These teens took on Rep. Tom MacArthur's pre-existing conditions amendment at a town hall
Rep. Tom MacArthur (R-N.J.) has been asked to defend his eponymous American Health Care Act amendment to some of his most formidable critics: teens.
During a nearly five-hour Wednesday night town hall, high school senior Joseph Zetkulic asked MacArthur about the amendment's policies on pre-existing conditions.
"How did it pass your conscience to allow rape to become a pre-existing condition?" Zetkulic asked, according to ThinkProgress. "Is rape considered a pre-existing condition under your amendment, yes or no?"

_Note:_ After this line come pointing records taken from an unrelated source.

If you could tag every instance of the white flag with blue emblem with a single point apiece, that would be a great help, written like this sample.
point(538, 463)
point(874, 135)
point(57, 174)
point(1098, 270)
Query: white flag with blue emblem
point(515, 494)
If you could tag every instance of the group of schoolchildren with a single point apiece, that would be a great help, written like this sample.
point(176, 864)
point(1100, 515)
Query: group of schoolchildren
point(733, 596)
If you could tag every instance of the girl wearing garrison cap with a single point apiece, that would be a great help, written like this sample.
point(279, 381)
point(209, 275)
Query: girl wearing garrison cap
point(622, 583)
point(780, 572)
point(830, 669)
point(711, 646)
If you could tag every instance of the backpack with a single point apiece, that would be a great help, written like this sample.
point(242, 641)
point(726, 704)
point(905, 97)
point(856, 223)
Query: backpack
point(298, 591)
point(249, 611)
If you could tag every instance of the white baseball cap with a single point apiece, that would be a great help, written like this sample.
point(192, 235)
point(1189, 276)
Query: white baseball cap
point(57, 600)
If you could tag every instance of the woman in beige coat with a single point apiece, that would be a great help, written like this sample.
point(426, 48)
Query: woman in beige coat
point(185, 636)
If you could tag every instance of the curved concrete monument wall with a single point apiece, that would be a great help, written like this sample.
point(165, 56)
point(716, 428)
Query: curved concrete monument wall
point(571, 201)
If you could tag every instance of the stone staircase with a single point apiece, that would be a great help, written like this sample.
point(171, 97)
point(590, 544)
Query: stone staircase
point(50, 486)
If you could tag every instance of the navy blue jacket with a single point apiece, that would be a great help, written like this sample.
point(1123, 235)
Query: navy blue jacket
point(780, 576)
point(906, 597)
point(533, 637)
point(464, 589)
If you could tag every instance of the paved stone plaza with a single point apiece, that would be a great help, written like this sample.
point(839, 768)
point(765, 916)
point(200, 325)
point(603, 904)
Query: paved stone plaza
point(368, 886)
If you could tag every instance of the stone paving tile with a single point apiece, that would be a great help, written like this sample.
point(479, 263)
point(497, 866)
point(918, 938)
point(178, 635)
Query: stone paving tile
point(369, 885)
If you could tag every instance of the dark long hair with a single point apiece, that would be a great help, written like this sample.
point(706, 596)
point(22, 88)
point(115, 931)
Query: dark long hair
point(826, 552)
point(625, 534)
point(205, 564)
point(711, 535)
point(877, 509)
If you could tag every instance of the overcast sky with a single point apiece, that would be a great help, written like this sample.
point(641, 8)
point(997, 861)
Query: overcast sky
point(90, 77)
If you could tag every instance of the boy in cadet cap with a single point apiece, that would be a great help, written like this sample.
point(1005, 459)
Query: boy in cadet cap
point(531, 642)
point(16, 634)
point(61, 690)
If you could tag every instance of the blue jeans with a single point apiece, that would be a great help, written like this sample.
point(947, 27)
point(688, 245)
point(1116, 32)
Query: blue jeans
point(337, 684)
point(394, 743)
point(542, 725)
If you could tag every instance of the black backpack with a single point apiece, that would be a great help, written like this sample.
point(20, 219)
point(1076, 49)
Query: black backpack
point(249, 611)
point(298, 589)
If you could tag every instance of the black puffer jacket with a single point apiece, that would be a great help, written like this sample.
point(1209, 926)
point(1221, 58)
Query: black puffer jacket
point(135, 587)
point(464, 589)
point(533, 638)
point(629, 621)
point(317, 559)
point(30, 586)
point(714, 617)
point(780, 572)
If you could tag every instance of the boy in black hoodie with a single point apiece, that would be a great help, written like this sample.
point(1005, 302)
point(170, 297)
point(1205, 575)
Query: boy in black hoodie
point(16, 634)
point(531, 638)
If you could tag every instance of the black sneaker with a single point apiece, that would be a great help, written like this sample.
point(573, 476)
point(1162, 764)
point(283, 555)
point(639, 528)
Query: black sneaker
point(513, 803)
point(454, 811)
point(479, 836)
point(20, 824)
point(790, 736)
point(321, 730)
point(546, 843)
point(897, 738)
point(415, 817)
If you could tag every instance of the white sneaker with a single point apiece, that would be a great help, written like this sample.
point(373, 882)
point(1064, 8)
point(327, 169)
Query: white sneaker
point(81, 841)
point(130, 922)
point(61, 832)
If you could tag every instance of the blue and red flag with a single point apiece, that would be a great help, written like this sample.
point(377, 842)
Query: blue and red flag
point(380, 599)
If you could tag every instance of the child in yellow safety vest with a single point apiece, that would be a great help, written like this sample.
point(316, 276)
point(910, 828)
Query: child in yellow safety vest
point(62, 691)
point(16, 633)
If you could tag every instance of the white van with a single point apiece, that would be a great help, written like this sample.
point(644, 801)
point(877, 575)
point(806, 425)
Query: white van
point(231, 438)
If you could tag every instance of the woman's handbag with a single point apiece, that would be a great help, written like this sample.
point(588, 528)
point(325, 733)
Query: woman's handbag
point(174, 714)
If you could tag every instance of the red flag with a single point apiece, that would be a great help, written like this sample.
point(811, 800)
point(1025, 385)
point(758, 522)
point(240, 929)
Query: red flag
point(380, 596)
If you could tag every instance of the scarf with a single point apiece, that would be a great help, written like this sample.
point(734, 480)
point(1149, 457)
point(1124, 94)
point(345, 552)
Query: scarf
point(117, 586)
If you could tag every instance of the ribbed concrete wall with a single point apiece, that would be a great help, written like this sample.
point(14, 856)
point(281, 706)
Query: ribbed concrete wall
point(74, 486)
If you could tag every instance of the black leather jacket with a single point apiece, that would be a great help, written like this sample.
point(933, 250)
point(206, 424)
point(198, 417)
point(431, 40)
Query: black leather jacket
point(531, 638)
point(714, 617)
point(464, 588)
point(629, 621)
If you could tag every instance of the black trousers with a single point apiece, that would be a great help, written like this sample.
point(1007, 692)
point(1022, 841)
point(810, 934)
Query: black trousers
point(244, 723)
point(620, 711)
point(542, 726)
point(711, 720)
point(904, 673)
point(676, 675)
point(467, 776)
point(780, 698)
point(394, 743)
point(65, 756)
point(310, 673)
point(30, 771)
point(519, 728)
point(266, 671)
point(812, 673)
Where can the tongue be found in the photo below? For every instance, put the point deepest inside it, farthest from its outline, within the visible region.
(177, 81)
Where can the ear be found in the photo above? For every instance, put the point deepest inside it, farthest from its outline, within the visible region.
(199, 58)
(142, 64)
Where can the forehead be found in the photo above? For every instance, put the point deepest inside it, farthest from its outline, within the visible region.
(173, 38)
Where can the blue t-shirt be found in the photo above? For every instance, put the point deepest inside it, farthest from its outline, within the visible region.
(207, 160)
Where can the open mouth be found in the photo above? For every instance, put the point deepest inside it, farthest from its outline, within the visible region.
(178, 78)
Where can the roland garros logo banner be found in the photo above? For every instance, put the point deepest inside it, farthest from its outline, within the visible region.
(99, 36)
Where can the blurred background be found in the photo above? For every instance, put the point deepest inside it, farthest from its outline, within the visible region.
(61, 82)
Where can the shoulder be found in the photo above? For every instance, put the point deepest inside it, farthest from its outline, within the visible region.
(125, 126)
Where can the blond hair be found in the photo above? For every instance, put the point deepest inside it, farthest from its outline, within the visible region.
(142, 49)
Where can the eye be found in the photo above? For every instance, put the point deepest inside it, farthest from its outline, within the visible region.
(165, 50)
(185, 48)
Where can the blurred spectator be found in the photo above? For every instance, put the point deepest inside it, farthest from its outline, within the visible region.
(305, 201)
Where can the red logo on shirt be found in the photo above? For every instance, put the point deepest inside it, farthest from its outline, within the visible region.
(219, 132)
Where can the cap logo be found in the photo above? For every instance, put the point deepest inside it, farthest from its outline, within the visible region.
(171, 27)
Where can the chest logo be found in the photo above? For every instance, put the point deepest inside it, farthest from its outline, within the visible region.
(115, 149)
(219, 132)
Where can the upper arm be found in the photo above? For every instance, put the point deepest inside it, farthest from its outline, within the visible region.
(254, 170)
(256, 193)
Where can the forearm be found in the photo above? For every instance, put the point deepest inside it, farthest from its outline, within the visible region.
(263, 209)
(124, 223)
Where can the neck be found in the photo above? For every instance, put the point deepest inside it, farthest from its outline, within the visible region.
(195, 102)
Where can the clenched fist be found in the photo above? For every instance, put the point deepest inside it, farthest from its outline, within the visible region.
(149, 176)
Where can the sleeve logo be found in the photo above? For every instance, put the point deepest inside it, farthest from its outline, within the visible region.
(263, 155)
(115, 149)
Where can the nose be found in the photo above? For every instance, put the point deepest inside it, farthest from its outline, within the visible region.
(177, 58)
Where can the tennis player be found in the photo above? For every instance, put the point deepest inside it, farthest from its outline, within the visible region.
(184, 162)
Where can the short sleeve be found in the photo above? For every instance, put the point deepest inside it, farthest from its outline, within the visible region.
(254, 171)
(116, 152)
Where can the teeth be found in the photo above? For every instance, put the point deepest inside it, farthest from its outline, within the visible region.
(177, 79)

Apparently, MacArthur did his best to dodge the question, chalking up claims that sexual assault could be included among the AHCA's preexisting conditions to "hysteria."
"Both the New York Times and the Washington Post have debunked that," he said to an increasingly angry town hall crowd.
Dissatisfied by this response, one of Zetkulic's classmates, Daisy Confoy, stood up to press the New Jersey representative further on the issue.
"I'd like to go back to a question that my friend Joey asked you, which you neglected to answer," Confoy told MacArthur. "Is rape considered a pre-existing condition under your amendment? Yes or no? Yes, or no? One word, please."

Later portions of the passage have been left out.